The U.S. Justice Department had urged Mehta to punish Google for what it described as the “systematic destruction” of employee messages and “flagrant misuse” of the attorney-client privilege. However, Mehta found it unnecessary to rule on Google’s evidence handling to determine if the company violated antitrust law.
“Still, the court is taken aback by the lengths to which Google goes to avoid creating a paper trail for regulators and litigants,” Mehta wrote, noting that Google “trained its employees, rather effectively, not to create ‘bad’ evidence.”
Google and the Justice Department declined to comment on Mehta’s decision not to sanction Google over its evidence safeguards. Google, which has denied violating antitrust law, announced plans to appeal the court’s ruling and denied mishandling evidence.
Google previously had a policy of automatically deleting employees’ chat messages after 24 hours unless the person clicked a “history on” button to preserve them. Last year, Google changed the policy to better safeguard chats. Mehta also criticized the company’s “communicate with care” initiative, which involved Google employees adding lawyers to messages and marking them “attorney/client privileged.”
The fight over Google’s chat records has impacted other cases challenging the company’s business practices. Last year, a federal judge in California ruled that Google “willfully” failed to keep relevant chat evidence in a lawsuit filed by “Fortnite” maker Epic Games.
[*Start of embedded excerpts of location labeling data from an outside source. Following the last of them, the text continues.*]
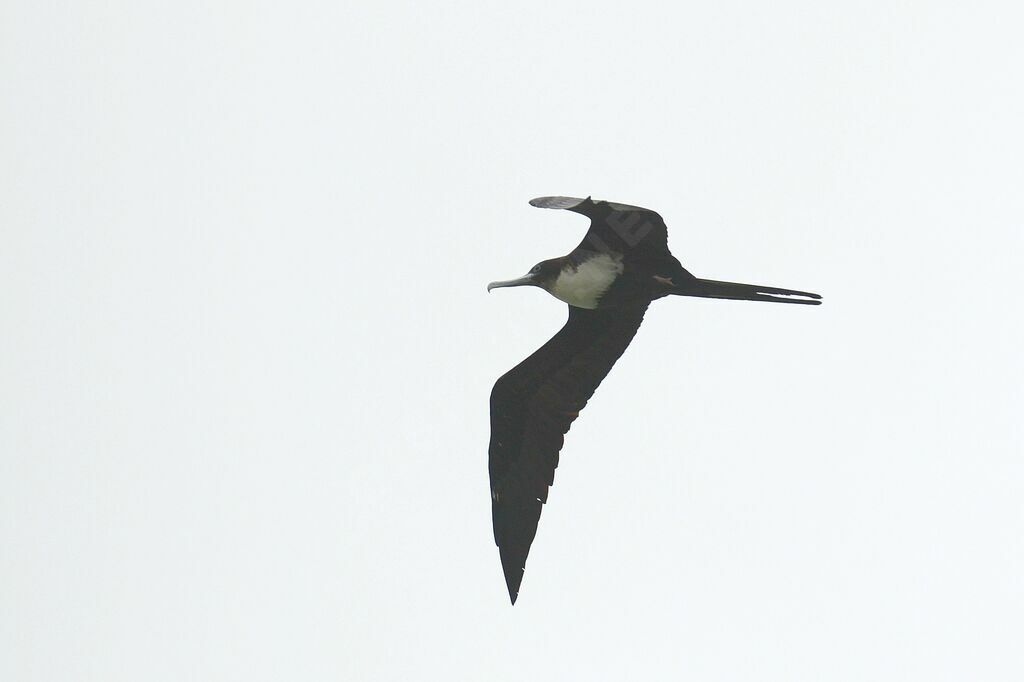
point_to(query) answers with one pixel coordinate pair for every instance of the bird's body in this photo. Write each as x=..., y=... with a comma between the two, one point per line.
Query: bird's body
x=608, y=282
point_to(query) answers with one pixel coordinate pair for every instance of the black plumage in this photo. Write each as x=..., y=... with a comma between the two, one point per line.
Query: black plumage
x=609, y=281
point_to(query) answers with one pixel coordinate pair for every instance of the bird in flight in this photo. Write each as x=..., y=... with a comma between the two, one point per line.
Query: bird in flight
x=608, y=281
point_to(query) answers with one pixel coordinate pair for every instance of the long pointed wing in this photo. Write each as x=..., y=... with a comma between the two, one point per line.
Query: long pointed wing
x=621, y=228
x=531, y=408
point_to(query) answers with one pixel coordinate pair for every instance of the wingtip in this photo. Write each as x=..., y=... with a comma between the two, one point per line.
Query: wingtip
x=514, y=566
x=556, y=202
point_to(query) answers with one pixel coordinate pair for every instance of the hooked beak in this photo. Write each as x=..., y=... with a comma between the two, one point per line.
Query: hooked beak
x=525, y=281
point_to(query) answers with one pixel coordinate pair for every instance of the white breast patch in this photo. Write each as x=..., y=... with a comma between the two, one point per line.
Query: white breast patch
x=584, y=285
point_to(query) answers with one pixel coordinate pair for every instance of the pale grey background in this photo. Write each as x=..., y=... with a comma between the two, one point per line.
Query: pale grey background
x=246, y=345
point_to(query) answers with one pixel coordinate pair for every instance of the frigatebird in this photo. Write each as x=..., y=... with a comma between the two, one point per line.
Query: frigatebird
x=608, y=281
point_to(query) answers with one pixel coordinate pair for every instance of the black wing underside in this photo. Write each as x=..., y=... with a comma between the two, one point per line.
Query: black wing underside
x=531, y=408
x=620, y=228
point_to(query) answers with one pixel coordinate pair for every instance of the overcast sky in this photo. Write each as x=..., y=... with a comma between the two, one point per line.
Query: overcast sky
x=247, y=347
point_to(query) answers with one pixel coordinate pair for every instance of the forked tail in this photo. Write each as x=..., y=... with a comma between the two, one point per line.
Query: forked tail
x=741, y=292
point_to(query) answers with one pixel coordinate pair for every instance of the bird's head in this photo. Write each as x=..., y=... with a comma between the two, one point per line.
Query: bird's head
x=543, y=274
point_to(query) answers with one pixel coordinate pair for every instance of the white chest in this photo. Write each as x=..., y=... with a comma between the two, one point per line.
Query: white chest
x=584, y=285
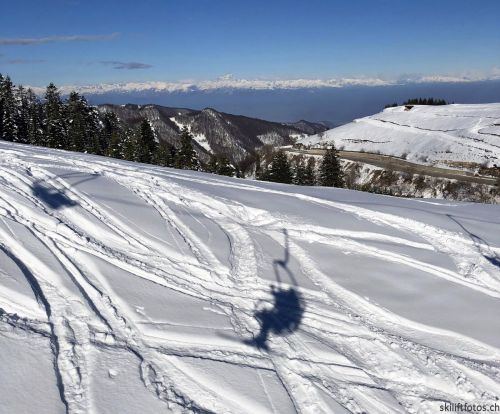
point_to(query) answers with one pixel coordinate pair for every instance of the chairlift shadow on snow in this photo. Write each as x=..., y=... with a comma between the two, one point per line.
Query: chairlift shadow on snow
x=478, y=241
x=52, y=197
x=288, y=306
x=55, y=198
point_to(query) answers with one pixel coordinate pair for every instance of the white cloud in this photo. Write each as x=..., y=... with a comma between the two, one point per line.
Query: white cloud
x=25, y=41
x=228, y=82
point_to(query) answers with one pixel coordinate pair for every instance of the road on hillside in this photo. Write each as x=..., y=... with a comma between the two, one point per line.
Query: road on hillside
x=398, y=164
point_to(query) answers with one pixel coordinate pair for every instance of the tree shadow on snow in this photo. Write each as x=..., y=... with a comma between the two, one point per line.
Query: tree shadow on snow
x=478, y=241
x=285, y=315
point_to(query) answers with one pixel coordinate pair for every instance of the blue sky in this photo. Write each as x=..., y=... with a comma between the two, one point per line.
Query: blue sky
x=91, y=42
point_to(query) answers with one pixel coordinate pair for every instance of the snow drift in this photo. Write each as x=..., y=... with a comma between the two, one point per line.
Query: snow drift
x=423, y=134
x=129, y=288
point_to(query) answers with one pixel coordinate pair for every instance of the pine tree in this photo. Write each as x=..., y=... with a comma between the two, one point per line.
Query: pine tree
x=165, y=155
x=280, y=171
x=35, y=127
x=54, y=128
x=330, y=171
x=76, y=121
x=310, y=173
x=129, y=146
x=186, y=156
x=8, y=108
x=109, y=131
x=93, y=129
x=22, y=115
x=299, y=171
x=212, y=164
x=115, y=146
x=146, y=143
x=224, y=167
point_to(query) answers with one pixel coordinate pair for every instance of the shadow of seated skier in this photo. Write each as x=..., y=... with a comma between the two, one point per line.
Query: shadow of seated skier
x=288, y=307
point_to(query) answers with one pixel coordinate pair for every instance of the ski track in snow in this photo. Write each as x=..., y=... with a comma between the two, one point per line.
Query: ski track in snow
x=348, y=349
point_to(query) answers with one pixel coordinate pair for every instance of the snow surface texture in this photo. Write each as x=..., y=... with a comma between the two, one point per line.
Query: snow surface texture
x=129, y=288
x=423, y=134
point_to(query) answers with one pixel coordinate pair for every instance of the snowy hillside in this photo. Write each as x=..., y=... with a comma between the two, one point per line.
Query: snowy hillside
x=424, y=134
x=127, y=288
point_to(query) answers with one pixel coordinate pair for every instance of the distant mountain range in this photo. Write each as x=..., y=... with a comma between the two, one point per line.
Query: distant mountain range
x=215, y=132
x=457, y=135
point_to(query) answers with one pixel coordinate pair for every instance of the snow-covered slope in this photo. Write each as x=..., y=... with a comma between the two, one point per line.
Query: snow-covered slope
x=128, y=288
x=469, y=133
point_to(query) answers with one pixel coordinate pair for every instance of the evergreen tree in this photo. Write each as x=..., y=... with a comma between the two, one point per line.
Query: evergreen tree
x=310, y=172
x=280, y=171
x=1, y=106
x=186, y=156
x=165, y=155
x=330, y=171
x=35, y=127
x=299, y=171
x=22, y=115
x=146, y=143
x=224, y=167
x=93, y=130
x=54, y=128
x=115, y=146
x=212, y=164
x=129, y=146
x=76, y=121
x=8, y=109
x=109, y=131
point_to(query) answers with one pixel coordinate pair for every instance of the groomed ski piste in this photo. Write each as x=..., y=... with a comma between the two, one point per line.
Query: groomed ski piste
x=129, y=288
x=423, y=134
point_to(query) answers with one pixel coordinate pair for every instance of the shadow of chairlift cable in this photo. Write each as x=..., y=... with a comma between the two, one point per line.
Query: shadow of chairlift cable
x=480, y=244
x=285, y=315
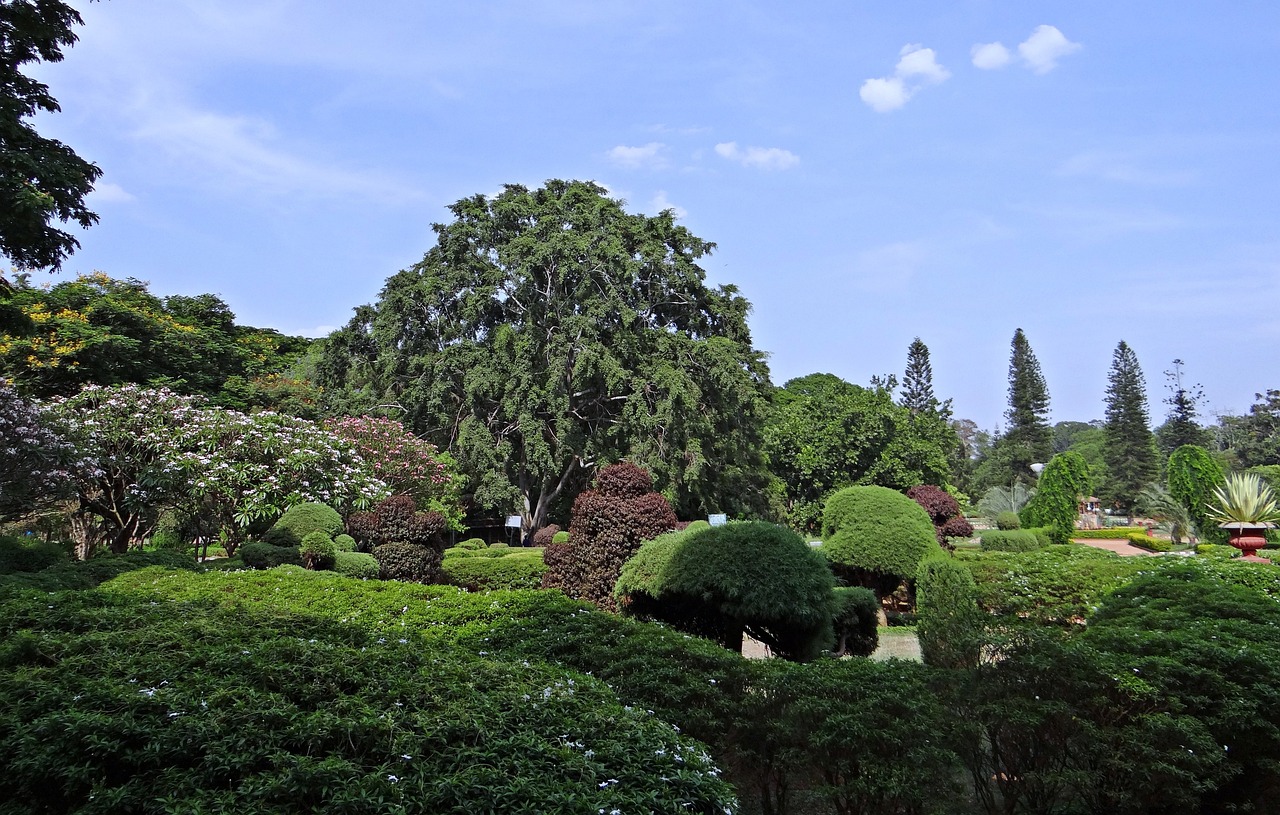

Epic prevailed in that trial, which accused Google of overly controlling the Android app market.
Later this month, a federal judge in Virginia will hear arguments about evidence destruction in the Justice Department’s lawsuit against Google over its digital advertising practices. A non-jury trial is scheduled for next month.
Mehta emphasized that his decision not to sanction Google was not an exoneration. “Any company that puts the onus on its employees to identify and preserve relevant evidence does so at its own peril,” Mehta wrote. “Google avoided sanctions in this case. It may not be so lucky in the next one.”